Veranstaltung an der FH Aachen

Das Thema „IT Service Management“ spaltet zunehmend die Unternehmen in Deutschland. Während große Unternehmen verstärkt am Ausbau ihrer IT-Prozesse und Systemstrukturen feilen, verlieren kleinere bis mittlere Unternehmen oftmals den Anschluss zum IT-Management. Die Gründe hierfür sind vielfältig: Zum einen ist die Einführung von IT-Service-Management Prozessen mit relativ hohem Aufwand verbunden, zum anderen fehlt es häufig an fachlichem Knowhow infolge einer mangelhaften Ausbildung in Sachen IT-Service-Management.

Prof. Dr. Martin R. Wolf von der FH Aachen möchte dies ändern: Als Professor unterrichtet er seit zwei Jahren Studierende, sein Spezialgebiet ist das IT-Service Management am Fachbereich Elektrotechnik und Informationstechnik. Nun referierte er im Rahmen des Regina e.V. Management-Treffens zum Thema „ IT-Service-Management in der Region Aachen – Status und Aussichten für die Zukunft“.  

Prof. Wolf griff die Frage auf, warum die Einführung von IT-Prozessen insbesondere bei kleineren Unternehmen so schwierig ist. Er diskutierte diese Frage auf der Basis der neusten theoretischen Erkenntnisse über das Management von IT-Prozessen und veranschaulichte sie anhand von Fallbeispielen. Darauf aufbauend wurden Vorschläge präsentiert, wie insbesondere in der Region Aachen Probleme bezüglich IT-Service-Management-Prozessen gelöst werden können.

Darüber hinaus stellte Prof. Wolf die Ergebnisse einer regionalen Studie des Instituts für IT Organisation und Management vor. Der Fokus der Untersuchung lag zum einen auf der Verbreitung von IT-Management-Prozessen, zum anderen auf dem zeitlichen Aufwand bei ihrer Ausführung.

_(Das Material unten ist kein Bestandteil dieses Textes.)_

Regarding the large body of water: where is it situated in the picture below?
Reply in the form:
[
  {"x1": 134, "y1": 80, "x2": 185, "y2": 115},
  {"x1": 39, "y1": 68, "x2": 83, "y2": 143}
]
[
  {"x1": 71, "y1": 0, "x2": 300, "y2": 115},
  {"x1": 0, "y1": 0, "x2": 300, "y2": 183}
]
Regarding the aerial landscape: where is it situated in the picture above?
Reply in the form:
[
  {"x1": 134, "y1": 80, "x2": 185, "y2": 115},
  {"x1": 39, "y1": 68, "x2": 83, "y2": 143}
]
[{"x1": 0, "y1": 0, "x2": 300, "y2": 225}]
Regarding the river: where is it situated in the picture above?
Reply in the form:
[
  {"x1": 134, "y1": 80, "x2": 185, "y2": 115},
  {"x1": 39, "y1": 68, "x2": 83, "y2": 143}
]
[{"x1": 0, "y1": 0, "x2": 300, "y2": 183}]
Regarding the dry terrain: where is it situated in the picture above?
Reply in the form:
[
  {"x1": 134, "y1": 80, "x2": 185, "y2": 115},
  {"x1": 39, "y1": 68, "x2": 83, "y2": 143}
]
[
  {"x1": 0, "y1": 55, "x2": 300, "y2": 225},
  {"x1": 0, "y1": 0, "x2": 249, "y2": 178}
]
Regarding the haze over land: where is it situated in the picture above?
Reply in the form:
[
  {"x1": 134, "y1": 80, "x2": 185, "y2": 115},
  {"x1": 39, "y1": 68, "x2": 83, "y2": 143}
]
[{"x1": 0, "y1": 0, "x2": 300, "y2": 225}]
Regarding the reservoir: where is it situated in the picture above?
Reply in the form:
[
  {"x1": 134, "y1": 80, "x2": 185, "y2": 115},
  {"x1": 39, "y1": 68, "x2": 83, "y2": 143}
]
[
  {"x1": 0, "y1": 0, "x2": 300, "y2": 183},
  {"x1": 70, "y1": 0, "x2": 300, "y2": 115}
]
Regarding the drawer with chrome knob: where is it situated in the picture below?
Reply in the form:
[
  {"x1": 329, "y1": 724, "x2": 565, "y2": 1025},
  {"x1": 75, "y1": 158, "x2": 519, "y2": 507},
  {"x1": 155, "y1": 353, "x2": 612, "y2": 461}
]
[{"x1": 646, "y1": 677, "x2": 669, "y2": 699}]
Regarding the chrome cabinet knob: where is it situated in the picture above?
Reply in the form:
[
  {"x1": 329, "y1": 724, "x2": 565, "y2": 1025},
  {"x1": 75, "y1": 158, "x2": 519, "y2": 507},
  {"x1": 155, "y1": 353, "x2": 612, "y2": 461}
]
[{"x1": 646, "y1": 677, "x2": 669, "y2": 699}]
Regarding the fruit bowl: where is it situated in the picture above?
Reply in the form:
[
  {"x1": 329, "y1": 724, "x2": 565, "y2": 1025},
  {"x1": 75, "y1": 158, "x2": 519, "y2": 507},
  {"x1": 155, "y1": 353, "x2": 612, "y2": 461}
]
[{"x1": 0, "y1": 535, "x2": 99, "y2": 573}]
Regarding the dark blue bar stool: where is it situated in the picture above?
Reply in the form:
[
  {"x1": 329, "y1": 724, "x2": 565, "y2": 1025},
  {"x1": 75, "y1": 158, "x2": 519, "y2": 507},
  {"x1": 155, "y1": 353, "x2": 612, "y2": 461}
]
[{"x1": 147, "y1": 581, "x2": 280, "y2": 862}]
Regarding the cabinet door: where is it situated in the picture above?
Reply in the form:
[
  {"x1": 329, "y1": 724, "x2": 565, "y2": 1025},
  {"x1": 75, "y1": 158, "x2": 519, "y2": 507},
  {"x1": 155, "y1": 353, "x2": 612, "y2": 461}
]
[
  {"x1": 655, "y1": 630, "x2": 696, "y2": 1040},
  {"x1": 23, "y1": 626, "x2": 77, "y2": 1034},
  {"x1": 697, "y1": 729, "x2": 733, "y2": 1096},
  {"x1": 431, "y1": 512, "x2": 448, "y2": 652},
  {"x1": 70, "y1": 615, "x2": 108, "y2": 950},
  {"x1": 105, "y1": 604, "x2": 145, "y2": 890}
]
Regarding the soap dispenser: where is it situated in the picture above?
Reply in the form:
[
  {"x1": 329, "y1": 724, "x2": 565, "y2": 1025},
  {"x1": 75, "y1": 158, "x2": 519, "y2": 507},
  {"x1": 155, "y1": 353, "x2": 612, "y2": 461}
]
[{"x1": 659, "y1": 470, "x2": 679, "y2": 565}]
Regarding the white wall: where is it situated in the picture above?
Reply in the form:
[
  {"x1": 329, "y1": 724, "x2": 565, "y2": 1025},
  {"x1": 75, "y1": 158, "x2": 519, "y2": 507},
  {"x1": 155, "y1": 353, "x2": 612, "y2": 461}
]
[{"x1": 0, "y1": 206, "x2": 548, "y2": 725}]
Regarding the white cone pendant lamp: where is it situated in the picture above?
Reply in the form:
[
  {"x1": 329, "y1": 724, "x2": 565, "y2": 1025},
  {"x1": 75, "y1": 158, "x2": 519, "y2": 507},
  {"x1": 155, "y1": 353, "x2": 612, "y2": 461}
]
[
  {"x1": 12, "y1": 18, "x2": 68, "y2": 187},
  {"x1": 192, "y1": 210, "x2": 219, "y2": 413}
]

Dr. Anita Behle, Mitglied der Geschäftsführung der Generali Deutschland Informatik Services GmbH (GDIS) gewährte Einblicke in das IT-Service-Management bei der GDIS. Das Unternehmen ist der Full-Service IT-Dienstleister der Generali Deutschland Gruppe, dem zweitgrößten Erstversicherungskonzern auf dem deutschen Markt.

Dr. Behle sprach über den Aufbau und die Strukturierung der IT Service Management-Prozesse der GDIS und ging dabei unter anderem auf Fragen ein: „Wie ist „die IT“ in einem internationalen und föderal organisierten Unternehmen organisiert?“, „ Wie werden in diesem Kontext IT-Services geplant, vereinbart, erbracht und überwacht?“, „Was sind aus Sicht der GDIS die Erfolgsfaktoren für gutes IT-Service-Management?“ „Was sollte auf jeden Fall vermieden werden?“, „Was würde die GDIS anderen Unternehmen empfehlen, um in ähnlicher Weise IT Services managen zu können?“ oder „Was sind die Erfolgsfaktoren auf dem Weg dorthin?“

Insgesamt nahmen etwa 70 Gäste am IT-Service-Management-Treffen im neuen Hörsaalgebäude der Eupener Straße teil.